Rodrigo Mello

Posted on Mar 30

Three Threads, One Terminal: Concurrency in Rust with Channels and Atomics

#rust #cli #terminal #opensource

This is part of a series of posts about building b.roll, a terminal session recorder and search tool written in Rust. If you're just joining, here are the previous posts:

Building a 12-Command CLI in 120 Lines with clap Derive Macros

Spawning a PTY in Rust: How broll Captures Your Terminal Without You Noticing

When broll records a terminal session, three things need to happen at the same time: keystrokes must flow into the shell, the shell's output must appear on screen, and that output must be processed and stored in a database. Doing all three sequentially would mean dropped keystrokes and laggy rendering. So broll uses three threads, coordinated through channels and atomics.

This post walks through the concurrency architecture of broll's recorder, explaining each primitive: std::thread::spawn, mpsc channels, Arc, AtomicBool, AtomicU16, Ordering, move closures, and signal_hook for terminal resize handling. All code is from src/recorder/mod.rs.

The Three-Thread Architecture

Here is the layout:

                    +------------------+
 Real stdin ------> | Thread 1 (stdin) | ------> PTY master (writer)
                    +------------------+

                    +------------------+
 PTY master ------> | Main thread      | ------> Real stdout
   (reader)         | (PTY -> stdout)  | ------> mpsc channel (tx)
                    +------------------+

                    +------------------+
 mpsc channel ----> | Thread 2         | ------> SQLite (via Database)
   (rx)             | (storage)        |
                    +------------------+

Thread 1 (stdin) reads from the real terminal and writes to the PTY master, forwarding your keystrokes to the sub-shell.

Main thread reads from the PTY master and writes to the real terminal, displaying the shell's output. It also sends a copy of every chunk through an mpsc channel.

Thread 2 (storage) receives data from the channel, parses OSC markers, renders output through a VT100 virtual terminal, and stores the result in SQLite.

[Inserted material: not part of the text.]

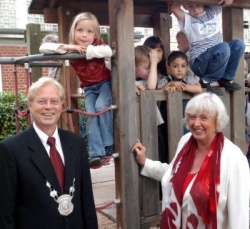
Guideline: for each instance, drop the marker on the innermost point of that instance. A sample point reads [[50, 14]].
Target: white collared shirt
[[44, 137]]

Spawning Threads with move Closures

Rust's std::thread::spawn takes a closure and runs it on a new OS thread. The catch: the closure must own everything it uses. Rust enforces this because threads can outlive the scope that created them, and borrowing data across thread boundaries would create data races.

The move keyword transfers ownership of captured variables into the closure. Here is the stdin thread:

let mut pty_writer = writer;
let _stdin_handle = std::thread::spawn(move || {
    let mut stdin = std::io::stdin();
    let mut buf = [0u8; 1024];
    loop {
        match stdin.read(&mut buf) {
            Ok(0) | Err(_) => break,
            Ok(n) => {
                if pty_writer.write_all(&buf[..n]).is_err() {
                    break;
                }
            }
        }
    }
});

Without move, the compiler would reject this code. The closure captures pty_writer, and Rust cannot guarantee the closure will not outlive the variable. With move, ownership of pty_writer transfers into the closure. The original scope can no longer access it, which eliminates any possibility of concurrent access.

The pattern Ok(0) | Err(_) => break handles both clean EOF and I/O errors in one arm. When stdin closes or the PTY writer breaks, the thread exits cleanly.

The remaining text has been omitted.